Also, the confusion matrix is employed to formulate the findings of the test image on both proposed models.

4.2 Results of the CNN models, BiLSTM, GRU with MSVM classifier

The first proposed framework extracted the most productive features from CNN models, BiLSTM, and GRU. The features of the three methods were combined into a single vector, yielding 1000 relevant features per image, and the features were fed into the MSVM classifier.

The performance of five CNN models, namely ResNet-101, GoogleNet, SqueezeNet, DenseNet-201, and MobileNetV2, for the C-NMC 2019 dataset using deep features from BiLSTM, GRU, and MSVM classifier is discussed. Table 3 summarizes the performance of the CNN models with the MSVM classifier on the C-NMC 2019 dataset using 849 test images for both ALL cells and normal cells.

Table 3 The performance of the CNN models with MSVM classifier on the C-NMC 2019 dataset

Full size table

The DenseNet-201 model outperformed the other models in evaluating the C-NMC 2019 dataset for ALL detection, achieving 96.29% accuracy, 94.58% sensitivity, 98% specificity, 96.23% F1- score, and 97.93% precision. The MobileNetV2 model obtained results similar to the results of the DenseNet-201 model for all the metrics, achieving 96% accuracy, 94.23% sensitivity, 97.76% specificity, 95.92% F1-score, and 97.58% precision.
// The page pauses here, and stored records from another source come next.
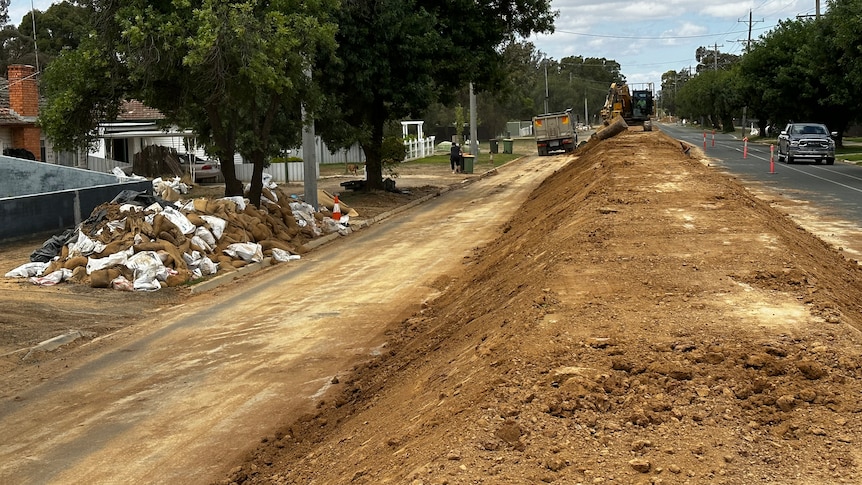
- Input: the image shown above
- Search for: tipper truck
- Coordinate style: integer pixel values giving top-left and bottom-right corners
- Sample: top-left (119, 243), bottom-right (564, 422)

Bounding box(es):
top-left (533, 110), bottom-right (578, 157)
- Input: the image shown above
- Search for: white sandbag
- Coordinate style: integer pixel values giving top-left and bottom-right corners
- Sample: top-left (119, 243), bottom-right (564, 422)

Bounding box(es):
top-left (192, 236), bottom-right (215, 253)
top-left (162, 207), bottom-right (196, 234)
top-left (224, 243), bottom-right (263, 263)
top-left (87, 248), bottom-right (135, 274)
top-left (69, 229), bottom-right (105, 258)
top-left (183, 251), bottom-right (203, 270)
top-left (30, 268), bottom-right (72, 286)
top-left (111, 275), bottom-right (135, 291)
top-left (219, 195), bottom-right (248, 212)
top-left (272, 248), bottom-right (299, 263)
top-left (195, 227), bottom-right (215, 247)
top-left (120, 204), bottom-right (144, 212)
top-left (6, 262), bottom-right (51, 278)
top-left (126, 251), bottom-right (167, 291)
top-left (201, 216), bottom-right (227, 240)
top-left (198, 256), bottom-right (218, 276)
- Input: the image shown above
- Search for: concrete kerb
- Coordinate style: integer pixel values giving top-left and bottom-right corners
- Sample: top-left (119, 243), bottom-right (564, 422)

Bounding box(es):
top-left (189, 163), bottom-right (521, 294)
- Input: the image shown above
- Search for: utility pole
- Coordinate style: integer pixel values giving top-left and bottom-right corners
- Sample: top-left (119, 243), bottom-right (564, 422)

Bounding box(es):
top-left (712, 44), bottom-right (724, 71)
top-left (470, 82), bottom-right (479, 157)
top-left (584, 88), bottom-right (590, 129)
top-left (740, 10), bottom-right (763, 53)
top-left (300, 67), bottom-right (320, 210)
top-left (545, 59), bottom-right (548, 113)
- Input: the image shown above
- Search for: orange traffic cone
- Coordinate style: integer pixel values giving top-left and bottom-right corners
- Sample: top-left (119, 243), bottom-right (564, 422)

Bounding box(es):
top-left (332, 195), bottom-right (341, 222)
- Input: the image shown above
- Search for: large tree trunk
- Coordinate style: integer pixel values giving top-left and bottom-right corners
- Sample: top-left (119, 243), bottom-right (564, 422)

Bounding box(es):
top-left (248, 151), bottom-right (266, 207)
top-left (207, 105), bottom-right (243, 197)
top-left (362, 96), bottom-right (386, 191)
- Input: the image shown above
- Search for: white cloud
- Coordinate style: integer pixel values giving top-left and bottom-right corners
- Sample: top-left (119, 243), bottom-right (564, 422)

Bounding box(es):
top-left (8, 0), bottom-right (55, 27)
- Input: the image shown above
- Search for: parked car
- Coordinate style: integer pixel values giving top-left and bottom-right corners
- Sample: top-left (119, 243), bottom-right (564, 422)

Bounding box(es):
top-left (778, 123), bottom-right (838, 165)
top-left (179, 154), bottom-right (221, 182)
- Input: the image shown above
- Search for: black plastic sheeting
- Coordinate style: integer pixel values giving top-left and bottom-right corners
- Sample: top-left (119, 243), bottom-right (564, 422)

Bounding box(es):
top-left (30, 190), bottom-right (172, 263)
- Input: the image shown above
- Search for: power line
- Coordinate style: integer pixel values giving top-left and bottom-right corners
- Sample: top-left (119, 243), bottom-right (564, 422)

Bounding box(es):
top-left (554, 27), bottom-right (766, 40)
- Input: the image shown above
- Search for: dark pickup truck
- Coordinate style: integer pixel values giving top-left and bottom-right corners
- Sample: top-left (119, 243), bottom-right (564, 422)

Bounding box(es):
top-left (778, 123), bottom-right (838, 165)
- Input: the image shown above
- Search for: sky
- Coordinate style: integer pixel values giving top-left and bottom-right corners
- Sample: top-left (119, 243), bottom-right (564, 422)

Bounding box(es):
top-left (9, 0), bottom-right (826, 90)
top-left (528, 0), bottom-right (826, 86)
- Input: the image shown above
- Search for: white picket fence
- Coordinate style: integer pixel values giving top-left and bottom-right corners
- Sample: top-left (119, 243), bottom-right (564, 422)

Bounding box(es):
top-left (86, 136), bottom-right (435, 183)
top-left (87, 155), bottom-right (132, 173)
top-left (404, 136), bottom-right (435, 161)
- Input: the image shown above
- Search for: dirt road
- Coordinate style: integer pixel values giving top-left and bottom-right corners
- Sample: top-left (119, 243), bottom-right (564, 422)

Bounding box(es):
top-left (233, 132), bottom-right (862, 485)
top-left (0, 154), bottom-right (566, 484)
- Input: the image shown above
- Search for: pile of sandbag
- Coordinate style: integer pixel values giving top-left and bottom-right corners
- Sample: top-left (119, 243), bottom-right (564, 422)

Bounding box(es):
top-left (6, 188), bottom-right (350, 291)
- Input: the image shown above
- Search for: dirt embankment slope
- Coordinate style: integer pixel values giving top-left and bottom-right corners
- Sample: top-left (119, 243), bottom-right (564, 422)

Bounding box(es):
top-left (225, 132), bottom-right (862, 485)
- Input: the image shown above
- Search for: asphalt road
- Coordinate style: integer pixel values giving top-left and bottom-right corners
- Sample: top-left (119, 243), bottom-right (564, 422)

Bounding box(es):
top-left (0, 152), bottom-right (569, 484)
top-left (657, 124), bottom-right (862, 227)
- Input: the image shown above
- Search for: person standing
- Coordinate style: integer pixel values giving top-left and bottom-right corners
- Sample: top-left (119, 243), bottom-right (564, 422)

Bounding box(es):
top-left (449, 143), bottom-right (464, 173)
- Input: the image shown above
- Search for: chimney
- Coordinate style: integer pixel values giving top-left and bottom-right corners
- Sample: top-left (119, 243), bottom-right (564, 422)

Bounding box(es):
top-left (6, 64), bottom-right (42, 160)
top-left (8, 64), bottom-right (39, 118)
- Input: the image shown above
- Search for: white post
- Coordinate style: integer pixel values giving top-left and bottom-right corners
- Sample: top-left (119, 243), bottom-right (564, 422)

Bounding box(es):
top-left (470, 83), bottom-right (479, 157)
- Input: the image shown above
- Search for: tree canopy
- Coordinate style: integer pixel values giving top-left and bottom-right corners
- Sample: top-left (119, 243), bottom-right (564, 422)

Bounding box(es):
top-left (662, 0), bottom-right (862, 137)
top-left (315, 0), bottom-right (555, 190)
top-left (43, 0), bottom-right (336, 205)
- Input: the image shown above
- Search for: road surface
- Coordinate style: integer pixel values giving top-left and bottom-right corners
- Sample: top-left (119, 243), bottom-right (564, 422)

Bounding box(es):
top-left (0, 156), bottom-right (568, 484)
top-left (658, 124), bottom-right (862, 227)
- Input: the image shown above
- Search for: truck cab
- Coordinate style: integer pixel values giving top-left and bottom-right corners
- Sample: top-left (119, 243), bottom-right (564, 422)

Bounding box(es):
top-left (533, 110), bottom-right (578, 157)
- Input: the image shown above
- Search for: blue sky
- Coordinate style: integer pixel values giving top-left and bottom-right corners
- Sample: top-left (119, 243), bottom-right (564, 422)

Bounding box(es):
top-left (529, 0), bottom-right (826, 85)
top-left (9, 0), bottom-right (826, 89)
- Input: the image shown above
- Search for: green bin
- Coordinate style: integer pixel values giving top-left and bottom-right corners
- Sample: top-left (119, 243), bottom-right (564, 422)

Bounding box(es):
top-left (503, 140), bottom-right (512, 153)
top-left (461, 155), bottom-right (476, 173)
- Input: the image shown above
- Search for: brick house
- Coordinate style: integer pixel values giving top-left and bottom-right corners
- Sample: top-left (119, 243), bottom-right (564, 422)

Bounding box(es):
top-left (0, 64), bottom-right (46, 161)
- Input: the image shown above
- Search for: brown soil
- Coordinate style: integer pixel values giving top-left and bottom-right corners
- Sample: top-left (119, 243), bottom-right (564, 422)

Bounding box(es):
top-left (0, 132), bottom-right (862, 485)
top-left (0, 165), bottom-right (466, 364)
top-left (225, 132), bottom-right (862, 484)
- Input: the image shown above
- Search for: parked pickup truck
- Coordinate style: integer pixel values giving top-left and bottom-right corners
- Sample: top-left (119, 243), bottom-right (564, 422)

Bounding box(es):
top-left (533, 110), bottom-right (578, 157)
top-left (778, 123), bottom-right (838, 165)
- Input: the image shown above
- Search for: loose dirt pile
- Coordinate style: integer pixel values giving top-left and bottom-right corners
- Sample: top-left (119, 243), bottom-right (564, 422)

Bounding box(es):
top-left (12, 188), bottom-right (349, 290)
top-left (225, 132), bottom-right (862, 485)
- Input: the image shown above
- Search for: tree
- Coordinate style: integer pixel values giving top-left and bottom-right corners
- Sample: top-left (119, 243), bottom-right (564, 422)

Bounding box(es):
top-left (739, 16), bottom-right (862, 138)
top-left (694, 46), bottom-right (739, 74)
top-left (315, 0), bottom-right (554, 190)
top-left (40, 0), bottom-right (335, 205)
top-left (661, 69), bottom-right (691, 115)
top-left (679, 70), bottom-right (741, 133)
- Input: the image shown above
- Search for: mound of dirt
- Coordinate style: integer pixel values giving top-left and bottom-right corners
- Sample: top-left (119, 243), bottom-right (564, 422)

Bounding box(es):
top-left (224, 132), bottom-right (862, 485)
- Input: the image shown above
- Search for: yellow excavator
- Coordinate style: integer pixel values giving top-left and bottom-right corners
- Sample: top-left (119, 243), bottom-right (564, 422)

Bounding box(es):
top-left (601, 82), bottom-right (655, 131)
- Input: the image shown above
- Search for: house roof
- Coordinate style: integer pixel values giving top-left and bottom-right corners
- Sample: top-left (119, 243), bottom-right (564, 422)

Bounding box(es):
top-left (117, 99), bottom-right (165, 121)
top-left (0, 77), bottom-right (33, 126)
top-left (0, 77), bottom-right (9, 108)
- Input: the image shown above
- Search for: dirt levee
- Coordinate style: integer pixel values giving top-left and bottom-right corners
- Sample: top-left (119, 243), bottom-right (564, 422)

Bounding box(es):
top-left (226, 132), bottom-right (862, 484)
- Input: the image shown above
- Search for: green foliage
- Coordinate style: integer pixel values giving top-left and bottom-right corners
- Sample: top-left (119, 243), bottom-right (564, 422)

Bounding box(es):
top-left (39, 0), bottom-right (336, 204)
top-left (738, 4), bottom-right (862, 138)
top-left (380, 136), bottom-right (407, 163)
top-left (315, 0), bottom-right (554, 190)
top-left (678, 70), bottom-right (742, 132)
top-left (39, 37), bottom-right (129, 151)
top-left (276, 157), bottom-right (302, 163)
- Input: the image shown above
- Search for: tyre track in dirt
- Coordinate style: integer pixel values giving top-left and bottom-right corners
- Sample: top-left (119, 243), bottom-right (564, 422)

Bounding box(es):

As for the ResNet-101 model, it obtained 95.76% accuracy, 93.99% sensitivity, 97.53% specificity, 95.68% F1-score and 97.44% precision. By using the MSVM classifier, it can be seen that the SqueezeNet model achieved fewer results than the other models for the C-NMC 2019 dataset. Figure 5 displays the confusion matrix representing the five CNN models for the classification of ALL images from the C-NMC 2019 dataset.

The ensemble model with the accurate findings was developed by combining deep learning models, BiLSTM [21], and GRU [22] as favorable feature extraction and MSVM as a classifier.

This proposed ensemble model is feasible to classify ALL images using the blend of CNN models and machine learning techniques.

4.3 Results of the CNN models, BiLSTM, GRU without MSVM classifier

The second proposed framework extracted the most productive features from CNN models, BiLSTM, and GRU. The features of the three methods were combined into a single vector, yielding 1000 features per image. Then, the features were fed into FCL, the basis of the transfer learning, and the FCL output was fed to the softmax activation function. Table 4 summarizes the performance of the CNN models without the MSVM classifier on the C-NMC 2019 dataset using 849 test images for both ALL cells and normal cells.

Table 4 The performance of the CNN models without MSVM classifier on the C-NMC 2019 dataset

Full size table

The MobileNetV2 model obtained the best results for all the metrics, achieving 92.41% accuracy, 89.75% sensitivity, 95.06% specificity, 92.20% F1-score, and 94.78% precision. The DenseNet201 model obtained results similar to the results of the MobileNetV2 model for all the metrics, achieving 92.35% accuracy, 87.51% sensitivity, 97.18% specificity, 91.96% F1-score, and 96.87% precision. By using FCL and softmax classifier, it can be seen that the SqueezeNet model achieved fewer results than the other models for the C-NMC 2019 dataset.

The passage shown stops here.